In the days of the original Xbox, I helped optimize a lot of games. In one of them, the profiler pointed to the matrix transformation function, which consumed 7% of the CPU time — the biggest jump on the graph. Therefore, I diligently began to work on the optimization of this function.
')

It is evident that I was not the first to try to do this. The function has already been rewritten in assembly language. I found several potential improvements in assembly language and tried to measure their effect. This is an important step, otherwise it is easy to do “optimization”, which will not change anything or even worsen the situation.
However, the measurement turned out to be difficult. I started the game, played a little with parallel profiling, and then I studied the profile: did the code get faster? There seemed to be some slight improvement, but it was impossible to say for sure.
So I applied the
scientific method. Wrote a collection of tests for managing old and new versions of code to accurately measure differences in performance.

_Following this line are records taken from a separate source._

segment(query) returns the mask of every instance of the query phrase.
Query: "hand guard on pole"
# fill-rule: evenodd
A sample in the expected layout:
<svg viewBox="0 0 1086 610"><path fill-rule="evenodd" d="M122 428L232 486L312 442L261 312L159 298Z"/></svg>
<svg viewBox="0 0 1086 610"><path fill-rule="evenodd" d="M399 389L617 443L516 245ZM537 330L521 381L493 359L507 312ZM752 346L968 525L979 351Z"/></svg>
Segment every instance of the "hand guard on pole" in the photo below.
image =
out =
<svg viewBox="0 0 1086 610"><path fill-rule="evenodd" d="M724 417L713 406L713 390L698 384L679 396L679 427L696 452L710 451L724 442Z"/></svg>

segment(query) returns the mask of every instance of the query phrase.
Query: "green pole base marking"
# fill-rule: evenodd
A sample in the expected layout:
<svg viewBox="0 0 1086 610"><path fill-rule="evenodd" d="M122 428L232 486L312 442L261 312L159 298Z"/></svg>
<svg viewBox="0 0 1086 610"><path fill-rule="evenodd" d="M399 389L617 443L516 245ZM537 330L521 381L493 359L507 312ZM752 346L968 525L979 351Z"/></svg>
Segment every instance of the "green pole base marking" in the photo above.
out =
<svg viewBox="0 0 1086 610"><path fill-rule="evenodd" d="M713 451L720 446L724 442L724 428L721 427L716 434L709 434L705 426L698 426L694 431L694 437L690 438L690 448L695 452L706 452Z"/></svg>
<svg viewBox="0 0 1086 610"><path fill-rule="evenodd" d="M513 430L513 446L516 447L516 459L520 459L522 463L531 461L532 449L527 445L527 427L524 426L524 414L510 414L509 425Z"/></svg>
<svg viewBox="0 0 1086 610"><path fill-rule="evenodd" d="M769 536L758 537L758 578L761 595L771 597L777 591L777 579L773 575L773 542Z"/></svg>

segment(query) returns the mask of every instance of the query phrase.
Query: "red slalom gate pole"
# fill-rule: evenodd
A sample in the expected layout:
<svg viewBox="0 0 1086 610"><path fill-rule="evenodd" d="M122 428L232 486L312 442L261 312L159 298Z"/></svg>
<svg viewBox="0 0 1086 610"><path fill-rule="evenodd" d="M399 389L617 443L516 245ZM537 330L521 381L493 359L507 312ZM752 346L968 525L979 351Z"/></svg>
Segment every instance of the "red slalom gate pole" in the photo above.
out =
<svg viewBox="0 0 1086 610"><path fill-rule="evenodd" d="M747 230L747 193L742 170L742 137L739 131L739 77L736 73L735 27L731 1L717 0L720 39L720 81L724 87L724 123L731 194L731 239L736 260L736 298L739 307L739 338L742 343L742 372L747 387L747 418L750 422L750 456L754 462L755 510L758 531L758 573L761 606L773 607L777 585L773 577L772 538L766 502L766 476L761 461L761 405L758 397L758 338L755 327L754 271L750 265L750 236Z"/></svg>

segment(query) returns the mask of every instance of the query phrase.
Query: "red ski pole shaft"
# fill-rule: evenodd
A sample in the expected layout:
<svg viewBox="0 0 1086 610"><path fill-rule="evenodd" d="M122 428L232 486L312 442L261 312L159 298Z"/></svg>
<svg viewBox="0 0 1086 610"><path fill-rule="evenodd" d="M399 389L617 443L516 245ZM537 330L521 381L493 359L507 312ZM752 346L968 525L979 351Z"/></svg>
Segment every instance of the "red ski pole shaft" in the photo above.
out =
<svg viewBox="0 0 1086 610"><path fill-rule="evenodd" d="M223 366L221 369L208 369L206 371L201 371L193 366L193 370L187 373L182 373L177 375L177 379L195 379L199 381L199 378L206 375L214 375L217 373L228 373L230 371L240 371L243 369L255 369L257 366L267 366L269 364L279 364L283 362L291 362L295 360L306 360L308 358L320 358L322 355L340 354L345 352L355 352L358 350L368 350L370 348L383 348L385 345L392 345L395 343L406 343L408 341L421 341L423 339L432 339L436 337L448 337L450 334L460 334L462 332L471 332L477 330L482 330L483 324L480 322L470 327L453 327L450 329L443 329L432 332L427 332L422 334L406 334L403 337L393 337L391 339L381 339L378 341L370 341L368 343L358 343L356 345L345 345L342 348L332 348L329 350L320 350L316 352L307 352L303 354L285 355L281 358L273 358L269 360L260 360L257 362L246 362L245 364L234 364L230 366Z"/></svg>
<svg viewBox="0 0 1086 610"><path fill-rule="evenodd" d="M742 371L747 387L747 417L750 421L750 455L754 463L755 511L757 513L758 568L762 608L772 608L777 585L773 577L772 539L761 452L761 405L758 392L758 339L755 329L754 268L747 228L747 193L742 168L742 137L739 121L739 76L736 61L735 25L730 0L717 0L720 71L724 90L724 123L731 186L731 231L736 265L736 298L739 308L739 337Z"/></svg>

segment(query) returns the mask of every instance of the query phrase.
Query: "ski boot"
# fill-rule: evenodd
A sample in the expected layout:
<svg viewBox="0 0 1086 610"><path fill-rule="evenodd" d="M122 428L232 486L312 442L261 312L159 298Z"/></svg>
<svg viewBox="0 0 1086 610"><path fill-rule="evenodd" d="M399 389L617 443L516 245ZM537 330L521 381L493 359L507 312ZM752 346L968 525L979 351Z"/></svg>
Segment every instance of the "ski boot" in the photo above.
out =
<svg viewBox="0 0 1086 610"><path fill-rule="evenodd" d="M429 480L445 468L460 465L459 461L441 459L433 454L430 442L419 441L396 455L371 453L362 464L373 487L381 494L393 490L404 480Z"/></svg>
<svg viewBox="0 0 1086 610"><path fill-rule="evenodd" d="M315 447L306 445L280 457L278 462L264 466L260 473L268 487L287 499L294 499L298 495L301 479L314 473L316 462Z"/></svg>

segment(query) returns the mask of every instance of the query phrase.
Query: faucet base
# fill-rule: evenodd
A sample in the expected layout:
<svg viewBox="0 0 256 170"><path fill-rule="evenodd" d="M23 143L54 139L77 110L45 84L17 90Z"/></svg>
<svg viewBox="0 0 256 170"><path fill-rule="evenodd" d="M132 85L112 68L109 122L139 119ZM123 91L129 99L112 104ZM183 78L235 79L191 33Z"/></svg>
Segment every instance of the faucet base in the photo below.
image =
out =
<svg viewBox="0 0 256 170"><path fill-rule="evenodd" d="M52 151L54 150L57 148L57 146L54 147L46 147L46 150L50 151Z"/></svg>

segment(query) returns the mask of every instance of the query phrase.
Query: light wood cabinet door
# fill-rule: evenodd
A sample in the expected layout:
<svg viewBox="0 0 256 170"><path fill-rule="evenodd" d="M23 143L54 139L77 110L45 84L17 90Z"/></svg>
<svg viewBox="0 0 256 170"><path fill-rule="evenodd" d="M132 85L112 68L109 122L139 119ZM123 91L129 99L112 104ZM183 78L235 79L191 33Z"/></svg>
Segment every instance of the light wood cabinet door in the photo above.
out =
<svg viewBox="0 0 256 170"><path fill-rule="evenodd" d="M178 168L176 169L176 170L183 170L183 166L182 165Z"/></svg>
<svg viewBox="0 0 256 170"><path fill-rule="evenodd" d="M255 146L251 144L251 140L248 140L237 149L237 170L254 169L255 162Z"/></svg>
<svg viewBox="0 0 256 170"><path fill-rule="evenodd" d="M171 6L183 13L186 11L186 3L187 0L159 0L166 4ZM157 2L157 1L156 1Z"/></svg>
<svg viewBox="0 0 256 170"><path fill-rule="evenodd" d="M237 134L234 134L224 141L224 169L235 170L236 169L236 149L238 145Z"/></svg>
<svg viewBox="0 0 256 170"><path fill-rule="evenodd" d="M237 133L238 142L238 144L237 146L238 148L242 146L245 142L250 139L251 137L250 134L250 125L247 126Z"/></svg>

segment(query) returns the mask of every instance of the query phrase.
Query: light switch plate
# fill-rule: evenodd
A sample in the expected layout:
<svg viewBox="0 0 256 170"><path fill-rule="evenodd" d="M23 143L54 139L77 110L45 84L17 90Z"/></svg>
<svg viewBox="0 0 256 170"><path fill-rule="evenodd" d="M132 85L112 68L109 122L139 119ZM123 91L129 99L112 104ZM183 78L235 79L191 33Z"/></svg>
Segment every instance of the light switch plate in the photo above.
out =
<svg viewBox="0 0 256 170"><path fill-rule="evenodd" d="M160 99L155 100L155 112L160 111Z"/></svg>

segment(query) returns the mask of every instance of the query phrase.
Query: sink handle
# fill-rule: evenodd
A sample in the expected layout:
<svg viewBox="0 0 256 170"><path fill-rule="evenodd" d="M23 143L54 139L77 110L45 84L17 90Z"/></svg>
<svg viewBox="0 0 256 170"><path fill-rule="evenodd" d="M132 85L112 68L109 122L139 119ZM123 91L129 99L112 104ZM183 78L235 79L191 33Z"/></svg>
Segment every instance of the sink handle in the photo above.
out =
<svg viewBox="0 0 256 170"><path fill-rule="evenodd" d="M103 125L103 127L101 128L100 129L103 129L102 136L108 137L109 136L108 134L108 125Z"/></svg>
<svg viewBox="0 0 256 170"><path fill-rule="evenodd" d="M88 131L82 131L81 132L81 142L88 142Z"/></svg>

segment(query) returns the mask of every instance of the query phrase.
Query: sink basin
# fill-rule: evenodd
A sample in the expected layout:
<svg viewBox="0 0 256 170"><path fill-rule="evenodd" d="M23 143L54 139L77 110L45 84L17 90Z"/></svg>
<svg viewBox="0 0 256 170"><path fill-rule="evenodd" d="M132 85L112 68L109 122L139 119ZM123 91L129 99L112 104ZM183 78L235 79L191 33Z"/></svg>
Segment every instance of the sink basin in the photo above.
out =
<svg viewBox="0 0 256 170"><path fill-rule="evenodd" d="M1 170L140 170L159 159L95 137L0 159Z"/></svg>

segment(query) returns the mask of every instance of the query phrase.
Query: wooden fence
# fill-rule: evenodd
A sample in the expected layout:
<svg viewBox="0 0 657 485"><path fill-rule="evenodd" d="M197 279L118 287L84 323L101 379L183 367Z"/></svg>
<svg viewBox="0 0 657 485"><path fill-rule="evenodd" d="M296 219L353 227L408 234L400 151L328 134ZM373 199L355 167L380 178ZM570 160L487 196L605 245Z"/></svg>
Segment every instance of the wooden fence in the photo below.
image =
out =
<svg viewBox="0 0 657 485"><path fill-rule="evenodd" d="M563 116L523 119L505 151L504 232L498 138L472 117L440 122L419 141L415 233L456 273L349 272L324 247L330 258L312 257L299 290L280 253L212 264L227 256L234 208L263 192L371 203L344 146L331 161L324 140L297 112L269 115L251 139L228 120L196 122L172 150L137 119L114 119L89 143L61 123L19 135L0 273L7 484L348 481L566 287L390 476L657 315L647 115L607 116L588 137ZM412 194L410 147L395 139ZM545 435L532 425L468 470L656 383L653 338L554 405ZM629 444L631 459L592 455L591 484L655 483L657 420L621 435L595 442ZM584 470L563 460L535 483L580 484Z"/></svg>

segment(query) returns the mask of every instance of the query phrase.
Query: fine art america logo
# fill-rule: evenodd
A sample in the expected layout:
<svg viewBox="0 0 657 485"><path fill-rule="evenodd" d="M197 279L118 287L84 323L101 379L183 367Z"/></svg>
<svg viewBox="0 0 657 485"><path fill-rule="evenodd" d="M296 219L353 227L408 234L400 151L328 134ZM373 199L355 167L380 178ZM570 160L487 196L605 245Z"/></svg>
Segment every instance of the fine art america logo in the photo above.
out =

This did not take long: as expected, the new code was about 10% faster than the old one.
But it turned out that 10% of acceleration is nonsense.
It is much more interesting that inside the test the code was executed about 10 times faster than in the game. That was an exciting discovery.
After checking the results, I looked for a while into the void, but then it dawned on me.
Caching role
To give game developers complete control and maximum performance, game consoles allow you to allocate memory with various attributes. In particular, the original Xbox allows you to allocate non-cacheable memory. This type of memory (in fact, the type of tag in the page tables) is useful when writing data for the GPU. Since the memory is not cached, the record will almost immediately go to RAM without delays and cache pollution with “normal” mapping.
Thus, noncacheable memory is an important optimization, but it should be used carefully. In particular, it is extremely important that games never try to
read from noncacheable memory, otherwise their performance will seriously decrease. Even the relatively slow
733 MHz CPU in the original Xbox needs its own caches to ensure sufficient performance when reading data.
Now it becomes clear what is happening. Apparently for this function, the data is allocated in non-cached memory, hence the poor performance. A small test confirmed this hypothesis, so it's time to fix the problem. I found the line where memory is allocated, double-clicked on the flag value, and indicated zero.
Instead of about 7% of CPU time, the function began to consume about 0.7% and no longer presented a problem.
At the end of the week, my report looked like this: “39,999 hours of research, 0.001 hours of programming is a huge success!”
Developers usually do not need to worry about randomly allocating noncacheable memory: on most operating systems, this option is not available in user space by standard methods. But if you are wondering how much noncacheable memory can slow down the program, try the PAGE_NOCACHE or PAGE_WRITECOMBINE flags in
VirtualAlloc .
0 GiB is better than 4 GiB

I want to tell you another story. It is about a bug that I found, and corrected by someone else. A couple of years ago, I noticed that the disk cache on my laptop is too often cleaned. I traced that this happened when the 4 GiB line was reached, and it turned out that the driver of my new HDD for backups sets SectorSize to 0xFFFFFFFF (or −1) when indicating an unknown sector size. The Windows kernel interprets this value as 4 GiB and allocates the appropriate block of memory, which was the cause of the problem.
I do not have contacts in Western Digital, but it is safe to assume that they corrected this error by replacing the constant 0xFFFFFFFF (or −1) with zero. One character entered - and solved a serious performance problem.
(Read more about this study in the article "Slow Windows: Study and Identification" )Observations
- In both cases, the problem is with caching.
- The use of the profiler to determine the exact problem was decisive.
- If the patch is not verified by measurements, it will not necessarily help.
- I could write about many other such cases, but they are either too secret or too boring.
- The correct decision does not have to be difficult. Sometimes a huge improvement gives a slight change. You just need to know where
I happened to optimize the code, having discomposed #define and by other trivial changes. Tell us in the comments if you have such stories.